Quorum and meeting frequency

The PCC must meet at least four times a year. Quorum is one third of members or three members, whichever is greater (subject to standing orders). The agenda goes out at least seven days in advance. The Vicar chairs unless absent, in which case the vice-chair takes it. Decisions are minuted and decisions affecting expenditure typically need a recorded vote.

Minutes are not optional

Minutes are a legal record. They cover: who was present, who sent apologies, what was discussed, what was decided, and any votes. The minutes are approved at the next meeting and signed by the chair — at which point they become the definitive record. Good software lets the secretary draft the minutes during or right after the meeting, share them with the PCC for review, and lock them on approval so they can't be edited after the fact.

Declarations of interest

Each PCC member must declare any personal or financial interest that might conflict with a decision. This is an annual standing declaration plus an ad-hoc declaration whenever a relevant item comes up at a meeting. Good software prompts members to update their declaration annually and surfaces relevant declarations at the start of any agenda item that might trigger a conflict.

Term tracking and DBS

Most PCC roles run for three years. The PCC secretary needs to know when each member's term ends so the parish can hold elections at the APCM. Many PCC roles also require a current DBS check (specifically anyone with safeguarding responsibility for children or vulnerable adults). DBS checks expire — keeping a calendar of expiry dates is non-negotiable. Good software flags terms-ending-soon and DBS-expiring-soon automatically.

How MosesTab handles it

The PCC module tracks each role-holder's term, displays a roster, prompts annual declarations of interest, alerts on DBS expiry, schedules meetings (with quorum reminders), records attendance, holds draft + locked minutes, and generates the diocesan annual return prefilled from your data.

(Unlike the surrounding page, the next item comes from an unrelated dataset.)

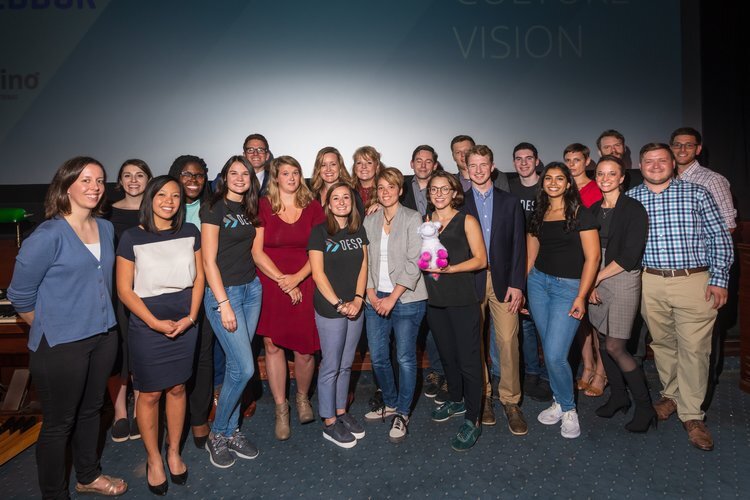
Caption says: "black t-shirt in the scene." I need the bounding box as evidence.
[200,199,255,286]
[307,222,370,318]
[508,177,541,228]
[534,207,599,279]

See MosesTab PCC management

Frequently asked questions

How long do we keep PCC minutes?

Permanently. PCC minutes are part of the parish's archive. Many parishes deposit older minutes (typically 50+ years) with the diocesan record office. Modern practice is to keep digital copies of recent minutes and paper copies of any meeting where formal financial or property decisions were made.

Can the PCC meet online?

Yes. The Church Representation Rules 2020 explicitly allow remote meetings, provided members can hear and be heard by all others, and provided the standing orders permit it. Most parishes have updated their standing orders to allow it.

Who can see PCC minutes?

PCC members and those with a legitimate interest. Minutes are not public documents in the same way as the Electoral Roll, but they're not strictly confidential either — most parishes share approved minutes with the wider congregation on request.